A Verona, per esempio, degli 85.589 voti, due soli furono i no e sei le schede nulle. Mentre per Beggiato «le potenze europee intendevano riconoscere, attraverso il plebiscito, al popolo veneto il diritto di scegliere il proprio futuro e l’autodeterminazione».

L’autore sostiene che i veneti sono oggi tenuti all’oscuro di questa storia e auspica che si tenti un recupero della memoria «prima che il regime nazional tricolore cancelli tutto e ci facciano diventare tutti italiani», ipotesi definita nell’introduzione al libro «un’aberrante soluzione finale».

Accompagna il volume una lettera del presidente del consiglio regionale Roberto Ciambetti. Quest’ultimo plaude all’opera di Beggiato che affronta vicende «descritte dagli storici prezzolati dai Savoia come un evento addirittura voluto dalla Provvidenza». Accusa anche la scuola pubblica del Regno d’Italia il cui «principale compito fu cancellare anche il ricordo degli antichi Stati italiani» attraverso l’insegnamento. «Il libro», conclude, «è un contributo per stimolare una ricerca storica seria e onesta, che vede nelle regioni di tutti i paesi d’Europa una ricchezza e non una minaccia a uno sterile centralismo».

Per Saletti è inaccettabile: «La terza guerra d’indipendenza fu la prima grande azione del neonato Regno d’Italia e portò a un ingrandimento del Paese. E nel 150esimo anniversario del Veneto italiano si diffonde un libro, a spese pubbliche, che rivela un uso ideologico della storia. Il grave è che tocca la sfera delle biblioteche: fa un danno elevato al cubo perché c’è un’ampia diffusione. Non è un semplice intervento di una persona a una conferenza. Mi auguro che la politica reagisca».

Secondo Melotto, il volume fa un’analisi del plebiscito anacronistica trasferendolo sul piano di principi democratici e di autodeterminazione che nel 1866 non c’erano. «Si parte dal presupposto che valessero valori democratici che oggi sono imprescindibili ma che allora non lo erano: nessuno si sognava di far votare i contadini. Eppure per la prima volta nel 1866 tutti i cittadini dai 21 anni in su votarono. Non è poco».

Quanto al fatto che l’annessione al Veneto fosse già decisa prima dei plebisciti è cosa nota, anche ai libri scolastici. Ne scrisse anche L’Arena nel suo primo numero il 12 ottobre 1866 salutando «l’Italia redenta» e il Veneto «libero e unito». E ancora il 16 mentre i bersaglieri entravano a «Verona italiana».

Il passaggio del Veneto avvenne dall’Austria alla Francia come ricompensa per la mediazione diplomatica di Napoleone III durante la guerra austro-prussiana.
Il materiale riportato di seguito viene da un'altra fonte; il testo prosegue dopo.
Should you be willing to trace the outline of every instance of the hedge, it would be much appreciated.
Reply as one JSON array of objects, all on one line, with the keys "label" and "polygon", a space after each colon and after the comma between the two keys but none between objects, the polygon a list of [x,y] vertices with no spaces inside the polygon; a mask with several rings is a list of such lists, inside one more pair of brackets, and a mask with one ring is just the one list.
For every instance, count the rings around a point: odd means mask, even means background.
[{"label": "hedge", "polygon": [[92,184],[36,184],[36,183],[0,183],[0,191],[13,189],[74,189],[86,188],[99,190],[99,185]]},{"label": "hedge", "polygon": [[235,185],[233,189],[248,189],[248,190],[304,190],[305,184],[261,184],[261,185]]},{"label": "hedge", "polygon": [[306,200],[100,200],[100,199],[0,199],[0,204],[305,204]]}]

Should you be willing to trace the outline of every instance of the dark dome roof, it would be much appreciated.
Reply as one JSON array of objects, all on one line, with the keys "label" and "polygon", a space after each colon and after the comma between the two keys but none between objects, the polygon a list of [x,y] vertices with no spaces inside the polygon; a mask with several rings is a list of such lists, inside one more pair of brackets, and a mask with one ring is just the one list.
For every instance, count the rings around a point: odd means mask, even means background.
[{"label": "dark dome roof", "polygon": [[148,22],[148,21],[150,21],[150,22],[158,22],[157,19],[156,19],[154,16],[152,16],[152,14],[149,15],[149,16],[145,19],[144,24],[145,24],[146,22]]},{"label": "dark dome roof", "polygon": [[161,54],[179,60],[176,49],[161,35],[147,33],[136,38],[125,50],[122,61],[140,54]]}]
Quest’ultimo lo consegnò all’Italia. Certo il modo in cui fu conseguito il traguardo lasciò profonda amarezza nel Paese.

«L’annessione», conclude Melotto, «fu già decisa dal punto di vista diplomatico, certo: il plebiscito serviva a sancire una situazione di fatto. Ma non può essere definito scandaloso questo modo di procedere perché nell’800 era la diplomazia a prendere le decisioni, non il popolo».

 

 

 

Fonte: http://m.larena.it/home/cultura/il-libro-sul-plebiscito-truffafa-insorgere-gli-storici-1.5099358

 

Una Risposta

  • Scontata la truffa dei plebisciti risorgimentali, resta da ricordare agli “storici” omologati che la terza guerra di “indipendenza” – quella di Lissa, rappresenta l’Italia che, come disse Bismarck, è stata fatta con tre S, cioè: Solferino, Sadowa, Sédan, dove a vincere non furono i piemontesi/italiani ma gli alleati mercé i quali la nostra “gloriosa” Patria poté diventare nazione. Ma quante menzogne sul come!!